The White House says the money often lingers unspent.
Trump's budget proposal was released last week. It asks Congress for new spending on border security, including a down payment on Trump's long-promised Mexican border wall. But the administration wants to reduce some other security spending, including what are known as the Urban Area Security Initiative and the State Homeland Security Program.
They aim to help cities and states "prevent, protect against, mitigate, respond to and recover from acts of terrorism," according to a Federal Emergency Management Agency description . New York City, for example, uses the money for purposes ranging from patrolling landmarks to planning responses to a potential catastrophe, according to Schumer, who also tangled with Democratic former President Barack Obama's administration over the funding.
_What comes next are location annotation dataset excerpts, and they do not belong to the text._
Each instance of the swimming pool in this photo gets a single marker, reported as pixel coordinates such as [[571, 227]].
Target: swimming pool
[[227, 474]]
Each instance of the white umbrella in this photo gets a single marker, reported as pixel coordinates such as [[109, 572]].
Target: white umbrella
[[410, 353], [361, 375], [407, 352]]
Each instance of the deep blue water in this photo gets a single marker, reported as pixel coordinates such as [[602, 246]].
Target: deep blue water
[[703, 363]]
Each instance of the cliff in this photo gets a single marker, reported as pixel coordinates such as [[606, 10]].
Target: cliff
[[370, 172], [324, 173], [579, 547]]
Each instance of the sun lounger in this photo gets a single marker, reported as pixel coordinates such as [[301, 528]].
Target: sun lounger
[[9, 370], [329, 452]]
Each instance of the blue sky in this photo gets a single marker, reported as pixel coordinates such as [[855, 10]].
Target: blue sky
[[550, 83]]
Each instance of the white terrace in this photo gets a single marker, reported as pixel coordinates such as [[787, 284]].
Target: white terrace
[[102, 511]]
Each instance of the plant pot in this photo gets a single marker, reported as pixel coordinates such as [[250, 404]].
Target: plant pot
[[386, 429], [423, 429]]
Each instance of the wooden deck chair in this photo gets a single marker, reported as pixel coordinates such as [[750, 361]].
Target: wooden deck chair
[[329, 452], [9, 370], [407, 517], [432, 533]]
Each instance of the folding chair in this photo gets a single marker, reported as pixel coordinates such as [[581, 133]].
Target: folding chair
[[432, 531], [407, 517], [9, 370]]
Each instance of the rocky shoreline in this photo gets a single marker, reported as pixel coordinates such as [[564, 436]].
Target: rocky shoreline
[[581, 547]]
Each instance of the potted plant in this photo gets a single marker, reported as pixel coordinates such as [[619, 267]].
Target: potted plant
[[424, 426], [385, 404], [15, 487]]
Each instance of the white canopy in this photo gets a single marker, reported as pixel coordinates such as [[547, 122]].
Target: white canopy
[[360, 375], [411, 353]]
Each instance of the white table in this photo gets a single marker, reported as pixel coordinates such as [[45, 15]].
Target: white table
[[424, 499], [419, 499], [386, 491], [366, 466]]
By Schumer's calculations, Trump's budget plan would shrink the urban and state security programs by about 25 percent, to a total of about $800 million.
The White House didn't immediately respond to his remarks. But the administration's budget proposal said that cities and states haven't spent $1.9 billion awarded since 2013. That's nearly half the total awarded over that time.
Local
"The federal government cannot afford to over-invest in programs that state and local partners are slow to utilize when there are other pressing needs," the White House's Office of Management and Budget wrote.
Schumer's office says that because of government procurement rules, it can take time for cities and states to spend the money, but that doesn't mean they haven't allocated or don't need it.
Obama's administration proposed last year to cut the Urban Area Security Initiative from $600 million to $330 million, prompting similar complaints from Schumer and a similar argument from the White House that already-awarded money hadn't been spent.
Schumer announced a couple of months later that Congress' spending plan was restoring the money.